Réponses de Nicolas Sarkozy
Par AFSE 2012 le lundi 16 avril 2012, 07:58 - Nicolas Sarkozy - Lien permanent
Réponses en date du 31 mars.
1 - Finances publiquesLe retour à l’équilibre budgétaire est pour moi un engagement capital vis-à-vis des Français et de nos partenaires européens. Les administrations publiques auront entièrement maîtrisé leur déficit avant la fin du prochain quinquennat, conformément à nos engagements européens. Pour atteindre cet objectif, notre majorité a voté une loi de programmation des finances publiques pour la période 2011-2014, complétée par deux plans complémentaires destinés à tenir compte des évolutions de la conjoncture. J’ai voulu que notre trajectoire de réduction des déficits soit bâtie sur la base d’hypothèses de croissance prudentes, nous permettant d’atteindre l’équilibre en 2016. Dans cette perspective, le déficit public sera ramené à 3% en 2013 et 2% en 2014.
La réduction des dépenses sera le principal levier que j’utiliserai pour restaurer l’équilibre de nos finances publiques. Au terme de la montée en charge du plan que le gouvernement a établi, les mesures d’économie représenteront les deux tiers de notre effort de lutte contre les déficits, tandis que les recettes supplémentaires compteront pour un tiers de l’ajustement nécessaire. Nous dégagerons ainsi 41 milliards d’euros de ressources grâce aux recettes nouvelles. Les mesures votées au cours des derniers mois représentent d’ores et déjà 80% des prélèvements nouveaux. L’impôt minimal sur les grandes entreprises que je souhaite mettre en œuvre contribuera également à atteindre cet objectif. La réduction des dépenses permettra d’économiser à terme 73 milliards d’euros. Cet effort portera pour moitié sur les dépenses de l’Etat et sera complété par les gains liés à la réforme des retraites, à la modernisation de notre protection sociale, à la maitrise des dépenses des grandes collectivités locales.
1.3 - Etes-vous favorable à une règle contraignante (constitutionnelle, européenne ou autre) portant sur l’équilibre des finances publiques, et si oui laquelle ?L’instauration d’une règle budgétaire de nature constitutionnelle est au cœur de l’accord européen auquel j’ai travaillé avec Angela Merkel. Conformément aux engagements pris par la quasi-totalité de nos partenaires, la mise en œuvre de cette règle sera assurée par l’inscription d’un mécanisme de lutte contre les déficits dans les différentes constitutions nationales. Un projet de réforme constitutionnelle prévoyant l’instauration de lois cadres assurant de façon contraignante le retour à l’équilibre des finances publiques a été votée le 13 juillet 2011 par la majorité au Parlement, mais refusé par l’opposition. Une fois inscrit dans notre Constitution, ce mécanisme garantira l’effectivité de notre effort budgétaire et la stabilité de nos finances publiques.

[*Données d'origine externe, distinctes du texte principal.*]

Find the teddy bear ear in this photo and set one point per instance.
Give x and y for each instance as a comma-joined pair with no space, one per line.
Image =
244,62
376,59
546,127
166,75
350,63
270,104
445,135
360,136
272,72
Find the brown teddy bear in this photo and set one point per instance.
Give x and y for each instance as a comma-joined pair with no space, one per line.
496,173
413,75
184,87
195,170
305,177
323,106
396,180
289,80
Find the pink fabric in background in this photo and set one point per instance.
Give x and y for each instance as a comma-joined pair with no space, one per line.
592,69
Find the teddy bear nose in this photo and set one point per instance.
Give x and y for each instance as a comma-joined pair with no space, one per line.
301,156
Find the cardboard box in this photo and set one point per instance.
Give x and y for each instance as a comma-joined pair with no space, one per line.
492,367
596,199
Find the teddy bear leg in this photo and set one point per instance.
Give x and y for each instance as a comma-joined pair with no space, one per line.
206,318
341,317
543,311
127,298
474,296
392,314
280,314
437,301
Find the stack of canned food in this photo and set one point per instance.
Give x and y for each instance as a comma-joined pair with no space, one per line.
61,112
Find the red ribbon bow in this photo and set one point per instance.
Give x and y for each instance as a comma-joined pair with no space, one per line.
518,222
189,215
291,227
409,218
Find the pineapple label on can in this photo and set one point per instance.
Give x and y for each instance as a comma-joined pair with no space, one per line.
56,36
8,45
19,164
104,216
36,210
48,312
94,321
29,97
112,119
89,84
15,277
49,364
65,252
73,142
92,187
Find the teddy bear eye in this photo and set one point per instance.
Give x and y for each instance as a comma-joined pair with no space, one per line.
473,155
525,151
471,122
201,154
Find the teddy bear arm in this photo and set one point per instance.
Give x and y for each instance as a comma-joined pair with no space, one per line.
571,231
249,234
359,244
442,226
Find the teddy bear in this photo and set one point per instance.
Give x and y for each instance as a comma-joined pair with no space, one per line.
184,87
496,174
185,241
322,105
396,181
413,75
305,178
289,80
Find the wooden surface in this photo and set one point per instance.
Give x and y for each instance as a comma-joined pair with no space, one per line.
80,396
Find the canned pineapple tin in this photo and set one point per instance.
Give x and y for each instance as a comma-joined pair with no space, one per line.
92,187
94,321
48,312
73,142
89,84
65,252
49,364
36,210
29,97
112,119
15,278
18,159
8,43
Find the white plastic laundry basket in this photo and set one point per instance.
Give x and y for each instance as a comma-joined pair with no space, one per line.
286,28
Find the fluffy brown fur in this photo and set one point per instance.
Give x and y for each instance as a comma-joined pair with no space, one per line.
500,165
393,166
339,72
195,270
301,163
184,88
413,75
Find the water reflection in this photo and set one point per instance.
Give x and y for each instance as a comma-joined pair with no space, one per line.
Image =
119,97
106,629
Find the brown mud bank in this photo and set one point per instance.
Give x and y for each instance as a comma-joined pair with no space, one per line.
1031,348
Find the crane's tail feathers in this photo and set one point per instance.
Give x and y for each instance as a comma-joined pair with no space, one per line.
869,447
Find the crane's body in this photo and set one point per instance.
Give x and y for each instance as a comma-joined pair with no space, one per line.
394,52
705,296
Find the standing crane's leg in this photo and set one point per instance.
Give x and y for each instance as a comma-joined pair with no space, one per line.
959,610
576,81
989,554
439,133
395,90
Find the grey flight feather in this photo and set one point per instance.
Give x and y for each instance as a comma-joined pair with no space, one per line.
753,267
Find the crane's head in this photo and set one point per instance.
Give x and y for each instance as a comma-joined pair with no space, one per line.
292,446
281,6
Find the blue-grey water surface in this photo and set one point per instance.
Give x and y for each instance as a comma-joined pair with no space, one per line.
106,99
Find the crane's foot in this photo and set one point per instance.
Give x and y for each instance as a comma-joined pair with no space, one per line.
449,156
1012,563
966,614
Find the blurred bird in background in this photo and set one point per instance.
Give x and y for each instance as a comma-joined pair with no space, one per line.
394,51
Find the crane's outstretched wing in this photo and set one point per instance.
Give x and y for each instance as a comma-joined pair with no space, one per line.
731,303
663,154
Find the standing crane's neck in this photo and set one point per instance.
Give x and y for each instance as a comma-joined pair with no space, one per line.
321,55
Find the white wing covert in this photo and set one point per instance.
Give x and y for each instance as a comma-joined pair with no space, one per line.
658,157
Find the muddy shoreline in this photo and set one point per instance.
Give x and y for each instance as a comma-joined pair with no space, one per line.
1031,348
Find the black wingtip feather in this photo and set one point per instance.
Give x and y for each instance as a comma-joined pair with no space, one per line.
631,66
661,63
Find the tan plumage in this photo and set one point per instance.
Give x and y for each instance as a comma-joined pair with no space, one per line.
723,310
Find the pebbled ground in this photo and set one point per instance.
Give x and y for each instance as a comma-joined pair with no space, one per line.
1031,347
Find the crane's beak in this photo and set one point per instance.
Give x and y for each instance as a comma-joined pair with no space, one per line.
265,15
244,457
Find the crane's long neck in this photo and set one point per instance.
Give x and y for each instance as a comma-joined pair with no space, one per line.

Les banques jouent un rôle central dans le fonctionnement de notre économie. C’est pourquoi je tiens à ce que l’expérience de la crise financière de 2008 soit mise à profit pour que soit organisé un contrôle efficace, mais non rigide, du secteur bancaire. La réforme bancaire doit permettre à la fois de limiter les risques de déstabilisation systémique et encourager les activités bancaires avantageuses pour la croissance. Je souhaite que le travail de repérage des risques systémiques se poursuive par le renforcement des exigences de capitaux propres. Il me paraît nécessaire en parallèle d’encourager les banques à financer les entreprises, et tout particulièrement les PME, notamment par la suppression du privilège du Trésor. S’agissant de la surveillance du secteur, c’est la Banque de France qui se trouve la mieux à même de l’assurer dans notre pays.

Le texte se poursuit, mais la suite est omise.